Parágrafo único. O Sistema de Avaliação Especial de Desempenho Funcional será aplicado durante o período de estágio probatório aos servidores ocupantes de cargos efetivos como condição para aquisição da estabilidade, bem como para os servidores da carreira do magistério público municipal e da carreira auxiliar do quadro do magistério de que trata a Lei Complementar nº 215, de 05 de julho de 2012.
CAPÍTULO II
DAS AVALIAÇÕES
Seção I
Do Sistema de Avaliação
Art. 2º O Sistema de Avaliação Especial de Desempenho Funcional proporciona a aferição do desempenho do servidor público municipal no exercício do seu cargo, no seu ambiente de trabalho, durante um determinado período de tempo e será constituído pelos fatores definidos no art. 5º deste Decreto.
Seção II
Da Aplicação das Avaliações
Subseção I
Do Período
Art. 3º O processo de Avaliação Especial de Desempenho Funcional para os fins descritos no artigo 1º, parágrafo único, deste Decreto, ocorrerá, preferencialmente, em três ocasiões, desde que dentro do prazo estabelecido nos três primeiros anos, previstos no § 2º do artigo 8º da Lei Complementar nº 243, de 22 de agosto de 2013, exclusivamente para os servidores em estágio probatório.
§ 1º A aplicação da Avaliação Especial de Desempenho Funcional será realizada sempre a partir do nono mês de efetivo exercício de atividade do servidor.
§ 2º O servidor que no período de Avaliação Especial a que se refere o caput deste artigo, apresentar 90 (noventa) dias ou mais de licenças e afastamentos previstos no art. 89, incisos I, IV, XVI, XIX e XX, da Lei Complementar nº 187, de 30 de agosto de 2011, contínuos ou interpolados, não será avaliado no respectivo período.
§ 3° As Avaliações Especiais de Desempenho Funcional serão aplicadas dentro do período de estágio probatório observado o disposto no § 2º do art. 27 da Lei Complementar nº 187, de 30 de agosto de 2011, e o estágio probatório será considerado concluído após a realização das 3 (três) avaliações especiais de desempenho.

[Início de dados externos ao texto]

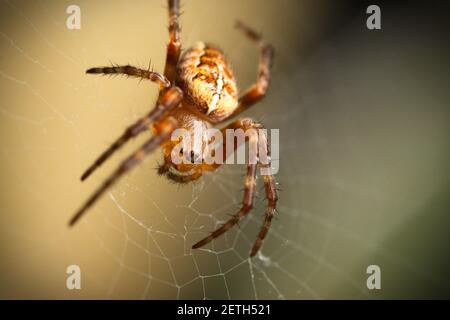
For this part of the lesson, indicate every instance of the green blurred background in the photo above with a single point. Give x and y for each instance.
(364, 154)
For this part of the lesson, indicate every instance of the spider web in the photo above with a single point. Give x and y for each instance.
(136, 242)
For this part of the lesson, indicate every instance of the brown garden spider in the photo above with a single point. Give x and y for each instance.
(199, 86)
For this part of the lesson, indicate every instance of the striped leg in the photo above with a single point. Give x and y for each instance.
(133, 72)
(257, 91)
(169, 100)
(250, 184)
(166, 128)
(174, 45)
(271, 195)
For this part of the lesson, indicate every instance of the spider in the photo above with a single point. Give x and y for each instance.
(197, 87)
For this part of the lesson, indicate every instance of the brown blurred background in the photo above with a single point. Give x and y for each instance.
(363, 118)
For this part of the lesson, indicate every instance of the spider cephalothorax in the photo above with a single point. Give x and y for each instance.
(198, 90)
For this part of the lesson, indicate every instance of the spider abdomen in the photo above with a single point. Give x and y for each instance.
(206, 77)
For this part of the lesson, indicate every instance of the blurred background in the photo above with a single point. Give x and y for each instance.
(364, 156)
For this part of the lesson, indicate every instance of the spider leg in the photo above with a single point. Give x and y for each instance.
(271, 195)
(174, 45)
(128, 70)
(184, 178)
(257, 91)
(247, 205)
(166, 127)
(249, 191)
(169, 100)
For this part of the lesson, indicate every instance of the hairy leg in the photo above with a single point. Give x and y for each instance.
(247, 205)
(257, 91)
(174, 45)
(169, 100)
(166, 128)
(131, 71)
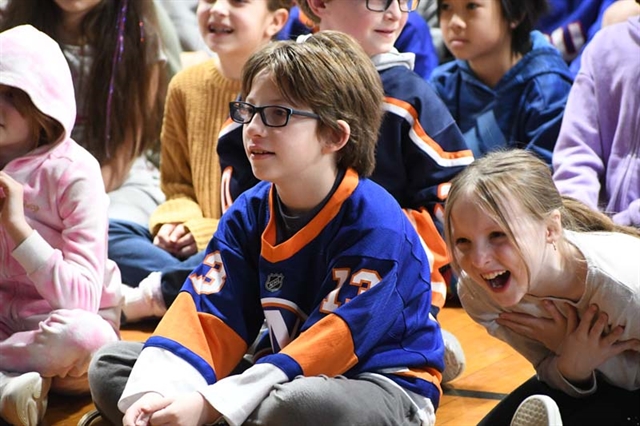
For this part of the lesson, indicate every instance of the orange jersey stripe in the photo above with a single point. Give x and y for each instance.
(204, 334)
(417, 128)
(325, 348)
(283, 251)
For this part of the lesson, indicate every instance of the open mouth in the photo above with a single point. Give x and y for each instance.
(259, 152)
(496, 280)
(217, 29)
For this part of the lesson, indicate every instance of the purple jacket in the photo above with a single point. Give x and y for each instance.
(597, 157)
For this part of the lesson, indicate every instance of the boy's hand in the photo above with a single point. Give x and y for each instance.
(176, 239)
(551, 332)
(139, 414)
(588, 346)
(12, 209)
(187, 410)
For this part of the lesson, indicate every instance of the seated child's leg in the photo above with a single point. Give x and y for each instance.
(60, 344)
(23, 398)
(131, 247)
(108, 374)
(337, 401)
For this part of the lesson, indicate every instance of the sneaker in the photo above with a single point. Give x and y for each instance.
(537, 410)
(23, 400)
(92, 418)
(454, 359)
(144, 301)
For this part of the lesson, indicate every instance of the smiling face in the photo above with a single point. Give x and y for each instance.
(237, 27)
(475, 30)
(504, 268)
(376, 32)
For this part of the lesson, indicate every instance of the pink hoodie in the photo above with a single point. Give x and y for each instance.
(63, 264)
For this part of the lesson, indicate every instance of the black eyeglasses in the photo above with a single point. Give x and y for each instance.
(383, 5)
(272, 115)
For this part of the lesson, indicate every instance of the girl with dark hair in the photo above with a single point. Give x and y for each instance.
(114, 52)
(508, 86)
(59, 294)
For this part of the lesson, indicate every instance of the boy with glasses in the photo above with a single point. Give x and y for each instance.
(419, 150)
(325, 255)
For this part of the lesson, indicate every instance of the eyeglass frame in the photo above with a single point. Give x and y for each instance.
(260, 111)
(417, 2)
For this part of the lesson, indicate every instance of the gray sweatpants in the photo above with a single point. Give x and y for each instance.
(320, 400)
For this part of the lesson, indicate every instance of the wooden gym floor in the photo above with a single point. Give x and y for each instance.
(493, 370)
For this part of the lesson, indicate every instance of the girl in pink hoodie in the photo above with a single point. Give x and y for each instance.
(59, 294)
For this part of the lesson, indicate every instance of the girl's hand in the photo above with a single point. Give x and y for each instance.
(187, 410)
(176, 239)
(12, 209)
(139, 414)
(551, 332)
(588, 346)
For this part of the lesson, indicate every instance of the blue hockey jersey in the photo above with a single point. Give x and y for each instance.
(349, 293)
(420, 149)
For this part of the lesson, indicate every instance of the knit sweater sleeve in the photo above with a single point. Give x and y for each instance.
(196, 107)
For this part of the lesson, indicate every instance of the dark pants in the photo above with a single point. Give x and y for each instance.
(131, 247)
(609, 406)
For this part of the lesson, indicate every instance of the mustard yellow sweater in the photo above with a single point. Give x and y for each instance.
(197, 106)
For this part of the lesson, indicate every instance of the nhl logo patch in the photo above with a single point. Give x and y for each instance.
(274, 282)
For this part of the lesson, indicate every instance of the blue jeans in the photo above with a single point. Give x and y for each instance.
(131, 247)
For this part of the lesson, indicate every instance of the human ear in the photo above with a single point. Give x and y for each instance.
(279, 19)
(554, 227)
(338, 138)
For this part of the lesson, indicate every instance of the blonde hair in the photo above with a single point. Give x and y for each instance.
(332, 63)
(503, 176)
(44, 129)
(304, 6)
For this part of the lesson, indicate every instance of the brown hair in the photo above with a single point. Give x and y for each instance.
(274, 5)
(335, 64)
(44, 129)
(501, 176)
(304, 6)
(131, 109)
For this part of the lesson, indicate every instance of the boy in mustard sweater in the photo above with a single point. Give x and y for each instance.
(196, 107)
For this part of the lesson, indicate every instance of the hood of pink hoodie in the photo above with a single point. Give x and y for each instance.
(32, 61)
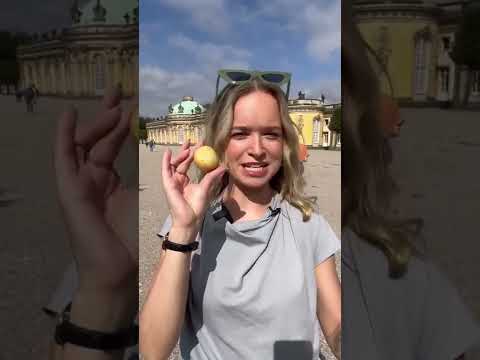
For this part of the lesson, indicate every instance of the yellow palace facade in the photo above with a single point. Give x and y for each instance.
(97, 51)
(186, 121)
(413, 39)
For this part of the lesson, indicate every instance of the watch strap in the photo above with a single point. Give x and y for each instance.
(67, 332)
(169, 245)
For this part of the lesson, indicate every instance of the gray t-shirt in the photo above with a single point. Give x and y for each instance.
(252, 291)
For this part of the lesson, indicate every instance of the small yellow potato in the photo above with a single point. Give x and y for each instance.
(205, 158)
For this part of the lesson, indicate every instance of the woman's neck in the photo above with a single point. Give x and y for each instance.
(246, 205)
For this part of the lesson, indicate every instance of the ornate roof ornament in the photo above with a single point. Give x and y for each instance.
(99, 12)
(75, 13)
(135, 15)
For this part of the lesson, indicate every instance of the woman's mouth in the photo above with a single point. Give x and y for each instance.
(255, 169)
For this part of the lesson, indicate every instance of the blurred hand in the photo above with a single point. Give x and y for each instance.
(101, 214)
(187, 201)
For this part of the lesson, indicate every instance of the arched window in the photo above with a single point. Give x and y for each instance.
(476, 83)
(422, 43)
(316, 130)
(99, 75)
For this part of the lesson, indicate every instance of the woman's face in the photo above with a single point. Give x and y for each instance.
(255, 148)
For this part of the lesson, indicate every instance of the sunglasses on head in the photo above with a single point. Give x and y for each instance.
(236, 77)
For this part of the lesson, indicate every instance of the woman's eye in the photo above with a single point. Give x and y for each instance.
(238, 135)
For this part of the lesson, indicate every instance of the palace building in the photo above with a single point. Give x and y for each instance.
(99, 50)
(413, 39)
(187, 119)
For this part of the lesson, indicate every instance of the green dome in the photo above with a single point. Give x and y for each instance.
(187, 106)
(109, 12)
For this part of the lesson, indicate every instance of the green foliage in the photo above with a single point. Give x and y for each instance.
(466, 50)
(142, 134)
(336, 121)
(9, 72)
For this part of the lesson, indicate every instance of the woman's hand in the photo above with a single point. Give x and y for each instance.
(187, 201)
(101, 214)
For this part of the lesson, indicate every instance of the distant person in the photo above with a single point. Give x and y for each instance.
(30, 94)
(19, 95)
(390, 116)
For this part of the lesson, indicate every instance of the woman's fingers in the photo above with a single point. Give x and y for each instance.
(89, 133)
(180, 158)
(183, 167)
(211, 178)
(106, 150)
(112, 97)
(166, 167)
(65, 154)
(107, 118)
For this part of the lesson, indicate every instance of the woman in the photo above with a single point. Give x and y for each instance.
(97, 302)
(264, 274)
(397, 305)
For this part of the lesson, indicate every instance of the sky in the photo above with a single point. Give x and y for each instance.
(183, 43)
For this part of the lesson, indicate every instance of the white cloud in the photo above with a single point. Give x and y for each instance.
(160, 87)
(207, 15)
(324, 28)
(318, 20)
(209, 56)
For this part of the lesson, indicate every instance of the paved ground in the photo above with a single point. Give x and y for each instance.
(33, 246)
(437, 170)
(436, 163)
(323, 177)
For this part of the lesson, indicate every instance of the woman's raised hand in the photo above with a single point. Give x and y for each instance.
(187, 201)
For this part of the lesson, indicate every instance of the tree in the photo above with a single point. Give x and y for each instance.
(466, 49)
(335, 124)
(9, 72)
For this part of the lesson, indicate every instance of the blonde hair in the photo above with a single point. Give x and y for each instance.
(367, 185)
(288, 181)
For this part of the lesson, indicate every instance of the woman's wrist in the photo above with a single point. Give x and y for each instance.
(104, 311)
(182, 235)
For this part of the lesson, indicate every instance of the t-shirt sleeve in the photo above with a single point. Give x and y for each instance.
(165, 227)
(449, 329)
(326, 242)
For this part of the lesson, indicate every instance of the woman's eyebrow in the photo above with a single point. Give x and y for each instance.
(246, 128)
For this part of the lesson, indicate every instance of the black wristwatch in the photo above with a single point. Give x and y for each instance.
(67, 332)
(168, 245)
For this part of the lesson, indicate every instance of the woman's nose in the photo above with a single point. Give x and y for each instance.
(256, 146)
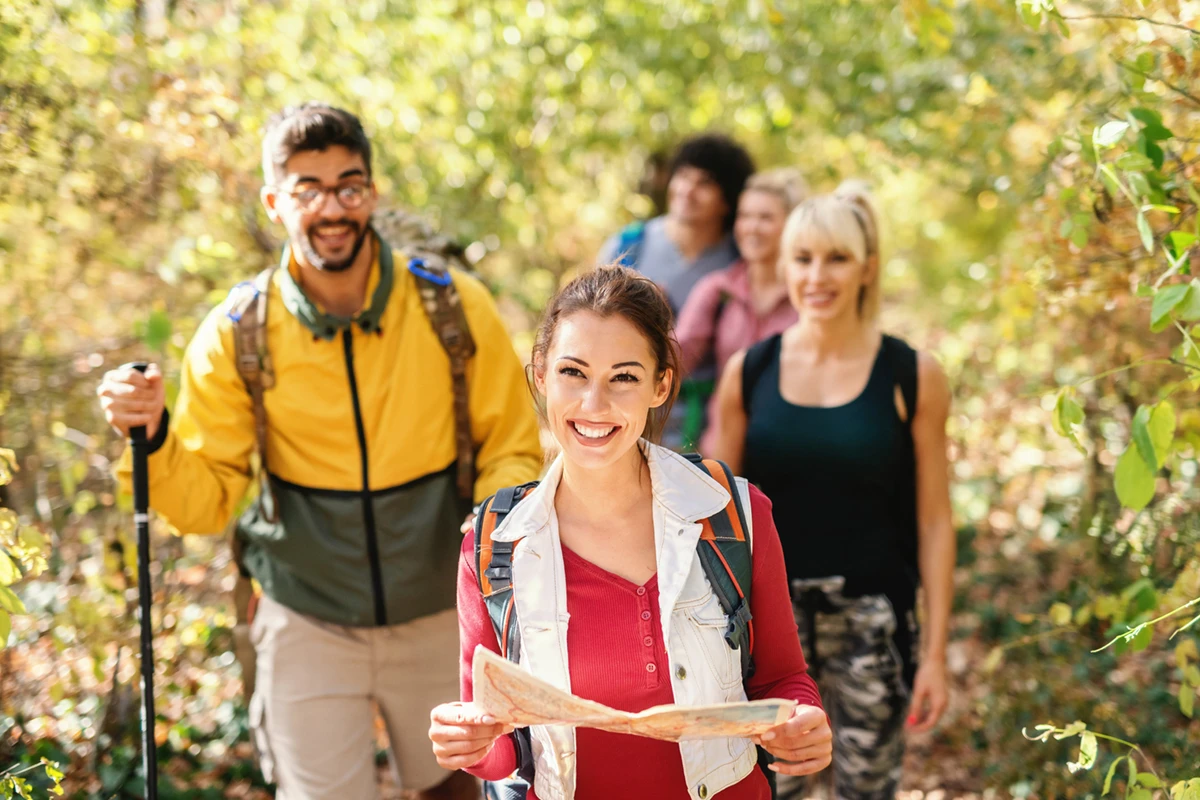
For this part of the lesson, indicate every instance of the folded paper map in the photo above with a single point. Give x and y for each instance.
(515, 697)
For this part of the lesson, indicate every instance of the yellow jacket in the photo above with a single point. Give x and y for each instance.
(360, 445)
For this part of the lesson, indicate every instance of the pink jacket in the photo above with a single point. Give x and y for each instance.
(718, 320)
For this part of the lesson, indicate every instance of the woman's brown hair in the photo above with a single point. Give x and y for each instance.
(615, 290)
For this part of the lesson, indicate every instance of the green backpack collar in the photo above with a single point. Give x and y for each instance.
(324, 325)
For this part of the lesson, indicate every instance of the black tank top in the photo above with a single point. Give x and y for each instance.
(841, 479)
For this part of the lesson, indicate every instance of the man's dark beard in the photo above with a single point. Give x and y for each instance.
(324, 265)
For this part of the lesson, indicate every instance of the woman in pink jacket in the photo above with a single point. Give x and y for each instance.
(733, 308)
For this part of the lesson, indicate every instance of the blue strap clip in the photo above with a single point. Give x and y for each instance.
(417, 266)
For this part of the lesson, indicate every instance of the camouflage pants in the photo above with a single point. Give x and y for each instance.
(853, 656)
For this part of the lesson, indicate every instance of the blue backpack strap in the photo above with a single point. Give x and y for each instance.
(629, 244)
(725, 554)
(493, 570)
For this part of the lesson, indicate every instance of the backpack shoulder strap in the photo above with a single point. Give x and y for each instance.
(903, 362)
(247, 311)
(629, 245)
(493, 567)
(756, 361)
(726, 555)
(443, 306)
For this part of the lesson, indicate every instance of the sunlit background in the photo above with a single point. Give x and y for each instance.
(1023, 246)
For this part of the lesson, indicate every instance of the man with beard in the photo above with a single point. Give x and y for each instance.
(355, 541)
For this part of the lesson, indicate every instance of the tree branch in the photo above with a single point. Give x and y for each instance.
(1134, 18)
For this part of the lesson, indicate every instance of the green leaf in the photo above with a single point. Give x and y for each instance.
(1138, 185)
(1109, 133)
(1192, 674)
(1187, 789)
(1147, 116)
(1134, 480)
(1157, 133)
(156, 330)
(1134, 162)
(10, 601)
(9, 571)
(1087, 750)
(1165, 300)
(1162, 431)
(1073, 729)
(1146, 233)
(1113, 770)
(1182, 240)
(1141, 438)
(1067, 413)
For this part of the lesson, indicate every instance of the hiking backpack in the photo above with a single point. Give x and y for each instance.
(725, 554)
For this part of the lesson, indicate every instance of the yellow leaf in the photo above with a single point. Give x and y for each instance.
(1186, 650)
(9, 571)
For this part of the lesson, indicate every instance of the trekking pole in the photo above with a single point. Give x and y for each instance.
(142, 521)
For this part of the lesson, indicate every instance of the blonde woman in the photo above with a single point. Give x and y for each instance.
(844, 427)
(731, 310)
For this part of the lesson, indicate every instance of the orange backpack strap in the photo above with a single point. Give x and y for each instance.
(493, 567)
(725, 554)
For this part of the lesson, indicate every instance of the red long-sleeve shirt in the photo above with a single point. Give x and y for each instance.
(616, 656)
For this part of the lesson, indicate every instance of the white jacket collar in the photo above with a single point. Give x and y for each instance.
(685, 491)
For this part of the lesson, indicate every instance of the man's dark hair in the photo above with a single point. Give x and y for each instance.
(310, 126)
(724, 160)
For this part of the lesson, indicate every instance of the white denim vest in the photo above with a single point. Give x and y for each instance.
(703, 668)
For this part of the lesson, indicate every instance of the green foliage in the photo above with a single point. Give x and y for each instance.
(1041, 232)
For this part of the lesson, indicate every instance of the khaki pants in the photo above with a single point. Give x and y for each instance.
(312, 714)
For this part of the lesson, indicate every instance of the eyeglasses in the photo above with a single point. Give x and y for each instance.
(312, 198)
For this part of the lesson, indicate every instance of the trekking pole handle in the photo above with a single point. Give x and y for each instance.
(138, 434)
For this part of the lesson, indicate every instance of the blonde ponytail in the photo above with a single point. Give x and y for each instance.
(845, 220)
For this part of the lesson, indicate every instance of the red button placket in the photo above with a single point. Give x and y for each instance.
(647, 627)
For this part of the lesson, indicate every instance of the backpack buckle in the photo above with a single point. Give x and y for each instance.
(249, 364)
(737, 635)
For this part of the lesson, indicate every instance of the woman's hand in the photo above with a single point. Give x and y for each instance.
(462, 734)
(803, 745)
(929, 696)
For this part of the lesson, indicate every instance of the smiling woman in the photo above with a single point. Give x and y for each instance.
(615, 584)
(621, 320)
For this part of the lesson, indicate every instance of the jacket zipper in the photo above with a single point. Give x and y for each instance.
(381, 607)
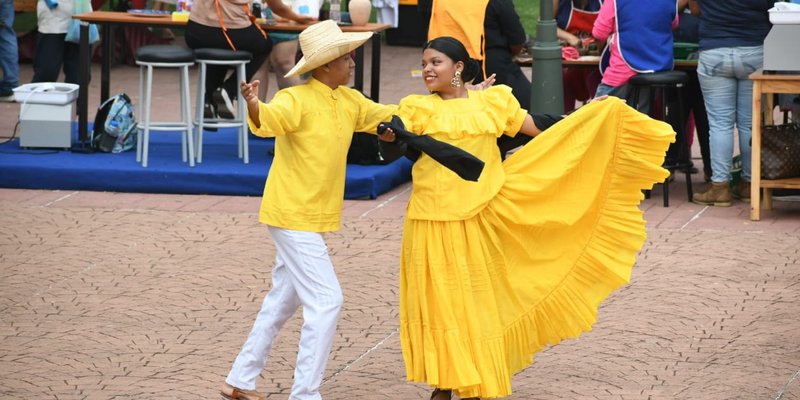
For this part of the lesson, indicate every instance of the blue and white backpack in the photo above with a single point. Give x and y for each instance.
(114, 125)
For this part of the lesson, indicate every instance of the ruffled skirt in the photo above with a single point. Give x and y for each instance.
(479, 297)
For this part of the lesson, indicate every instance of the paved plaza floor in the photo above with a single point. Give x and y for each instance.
(150, 296)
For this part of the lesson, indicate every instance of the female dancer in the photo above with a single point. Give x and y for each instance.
(494, 270)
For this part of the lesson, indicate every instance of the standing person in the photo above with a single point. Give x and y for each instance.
(9, 54)
(494, 270)
(281, 60)
(228, 24)
(303, 198)
(574, 21)
(728, 55)
(492, 34)
(52, 51)
(462, 20)
(639, 37)
(688, 32)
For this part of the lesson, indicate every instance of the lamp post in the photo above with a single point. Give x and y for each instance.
(547, 93)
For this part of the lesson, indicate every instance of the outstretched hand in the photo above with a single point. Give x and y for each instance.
(250, 91)
(250, 94)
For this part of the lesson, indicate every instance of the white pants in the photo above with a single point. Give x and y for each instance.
(303, 275)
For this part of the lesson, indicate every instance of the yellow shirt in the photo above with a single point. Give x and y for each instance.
(472, 124)
(313, 126)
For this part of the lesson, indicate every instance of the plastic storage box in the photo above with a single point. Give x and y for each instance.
(55, 93)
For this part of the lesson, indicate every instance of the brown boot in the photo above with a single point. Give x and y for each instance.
(719, 194)
(742, 191)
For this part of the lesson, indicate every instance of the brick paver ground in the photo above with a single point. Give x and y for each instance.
(132, 296)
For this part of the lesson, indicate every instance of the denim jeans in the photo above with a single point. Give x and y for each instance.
(728, 94)
(9, 55)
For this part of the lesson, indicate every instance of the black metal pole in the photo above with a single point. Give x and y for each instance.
(547, 93)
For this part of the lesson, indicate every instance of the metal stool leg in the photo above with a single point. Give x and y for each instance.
(147, 114)
(201, 93)
(139, 139)
(186, 114)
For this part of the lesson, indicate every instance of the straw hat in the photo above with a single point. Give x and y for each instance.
(324, 42)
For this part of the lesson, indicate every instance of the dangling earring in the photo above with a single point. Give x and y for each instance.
(456, 81)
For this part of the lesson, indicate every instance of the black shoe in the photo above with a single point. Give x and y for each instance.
(223, 104)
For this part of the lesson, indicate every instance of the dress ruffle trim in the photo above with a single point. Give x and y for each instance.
(455, 119)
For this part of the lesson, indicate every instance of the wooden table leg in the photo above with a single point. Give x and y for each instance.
(755, 155)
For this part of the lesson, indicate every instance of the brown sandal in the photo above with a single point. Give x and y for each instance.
(446, 394)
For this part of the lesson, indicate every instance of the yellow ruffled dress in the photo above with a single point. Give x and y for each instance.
(492, 271)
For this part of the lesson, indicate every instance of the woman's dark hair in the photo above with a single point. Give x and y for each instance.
(454, 49)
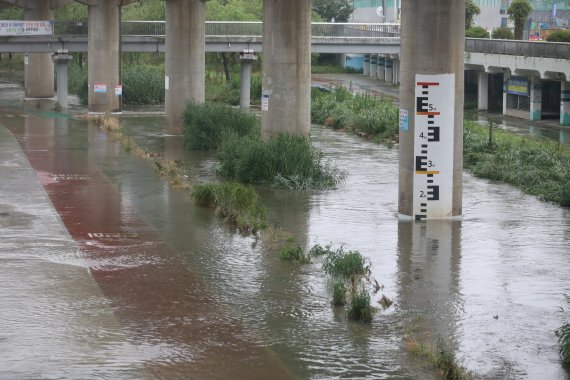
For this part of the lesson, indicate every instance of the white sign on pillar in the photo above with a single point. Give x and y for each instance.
(434, 118)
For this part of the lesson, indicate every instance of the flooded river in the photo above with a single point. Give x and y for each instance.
(176, 294)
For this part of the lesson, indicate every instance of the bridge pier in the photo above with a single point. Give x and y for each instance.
(565, 103)
(61, 60)
(185, 59)
(431, 101)
(246, 58)
(373, 65)
(38, 71)
(535, 98)
(388, 70)
(482, 91)
(286, 103)
(366, 65)
(381, 72)
(104, 56)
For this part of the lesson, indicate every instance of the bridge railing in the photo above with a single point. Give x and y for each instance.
(521, 48)
(237, 28)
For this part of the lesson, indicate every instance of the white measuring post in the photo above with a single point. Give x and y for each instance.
(431, 114)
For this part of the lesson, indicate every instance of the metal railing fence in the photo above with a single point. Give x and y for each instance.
(239, 29)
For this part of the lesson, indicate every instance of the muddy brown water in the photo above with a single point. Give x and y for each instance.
(491, 285)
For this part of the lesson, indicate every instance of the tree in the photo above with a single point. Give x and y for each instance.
(518, 11)
(471, 10)
(340, 10)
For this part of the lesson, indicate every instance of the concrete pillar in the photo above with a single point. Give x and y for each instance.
(286, 97)
(104, 56)
(366, 67)
(431, 113)
(565, 103)
(395, 71)
(535, 98)
(246, 58)
(61, 60)
(38, 71)
(388, 70)
(373, 65)
(483, 91)
(185, 60)
(506, 77)
(380, 74)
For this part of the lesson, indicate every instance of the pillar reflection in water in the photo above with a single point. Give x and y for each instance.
(429, 257)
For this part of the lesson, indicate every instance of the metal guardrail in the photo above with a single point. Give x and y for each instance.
(521, 48)
(236, 28)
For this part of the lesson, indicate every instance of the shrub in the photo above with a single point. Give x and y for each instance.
(503, 34)
(207, 123)
(345, 264)
(559, 36)
(297, 253)
(339, 293)
(360, 308)
(285, 161)
(477, 32)
(239, 205)
(361, 113)
(143, 84)
(563, 334)
(537, 167)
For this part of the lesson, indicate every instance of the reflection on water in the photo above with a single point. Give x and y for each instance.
(490, 285)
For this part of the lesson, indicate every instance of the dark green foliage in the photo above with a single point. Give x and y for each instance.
(319, 250)
(518, 11)
(537, 167)
(559, 36)
(238, 204)
(503, 34)
(78, 81)
(360, 113)
(563, 334)
(297, 253)
(340, 10)
(345, 264)
(471, 10)
(207, 123)
(143, 84)
(477, 32)
(285, 161)
(360, 308)
(339, 293)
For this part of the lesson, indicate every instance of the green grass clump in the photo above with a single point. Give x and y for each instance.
(563, 334)
(285, 161)
(360, 308)
(537, 167)
(363, 114)
(238, 204)
(339, 293)
(441, 357)
(206, 124)
(345, 264)
(297, 253)
(143, 84)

§4º Ao término das Avaliações Especiais de Desempenho Funcional, caso o servidor obtenha aprovação e adquira estabilidade, as demais avaliações ocorrerão observando-se os períodos de novembro a outubro de cada ano, nos termos do art. 7º da Lei Complementar nº 243, de 22 de Agosto de 2013, porém, desde que o servidor tenha período mínimo de 12 (doze) meses após a conclusão do estágio probatório.
§ 5º Caso o servidor não tenha o período de 12 (doze) meses a que se refere o parágrafo anterior, será submetido à avaliação apenas no período subsequente.
§ 6º As Avaliações Especiais de Desempenho Funcional mencionadas neste artigo e nos seus parágrafos, bem como no § 2º do art. 8º da Lei Complementar nº 243, de 22 de Agosto de 2013, contemplarão, necessariamente, assiduidade, disciplina, iniciativa, produtividade e responsabilidade, cuja forma e aplicação estão previstas nos artigos e parágrafos das Subseções II e III desta Seção II.
§7º O servidor investido em mandato eletivo, previsto no Art. 127, da Lei Complementar nº 187, de 30 de agosto de 2011, que estiver exercendo cumulativamente o mandato eletivo com o cargo efetivo será avaliado normalmente.
Subseção II
Dos Fatores Especiais de Avaliação
Art. 4º Os fatores definidos para a Avaliação Especial de Desempenho Funcional serão assiduidade, disciplina, iniciativa, produtividade e responsabilidade, com as respectivas definições:
I – assiduidade: frequência, pontualidade e cumprimento da carga horária de trabalho;
II – disciplina: cumprimento de obrigações, respeito às normas vigentes e a hierarquia funcional;
III – iniciativa: habilidade de propor sugestões, com vistas à melhoria de procedimentos e rotinas de atividades e à proatividade;
IV – produtividade: capacidade de administrar tarefas no seu cotidiano e priorizá-las, de acordo com os correspondentes graus de relevância, bem como à dedicação quanto ao cumprimento de metas e à qualidade, eficiência e efetividade do trabalho executado;
V – responsabilidade: comprometimento com seus deveres e atribuições, ao atendimento dos prazos e ao aprimoramento dos resultados dos trabalhos desenvolvidos.
Parágrafo único. Durante o período de estágio probatório a apuração da assiduidade e da disciplina deverão observar o artigo 29, seus incisos e parágrafos, da Lei Complementar nº 187, de 30 de agosto de 2011.
Subseção III
Da Mensuração dos Fatores
Art. 5º Os fatores de desempenho funcional serão mensurados por meio de questionário de avaliação, que comportará os fatores de desempenho definidos pelo art. 6º deste Decreto.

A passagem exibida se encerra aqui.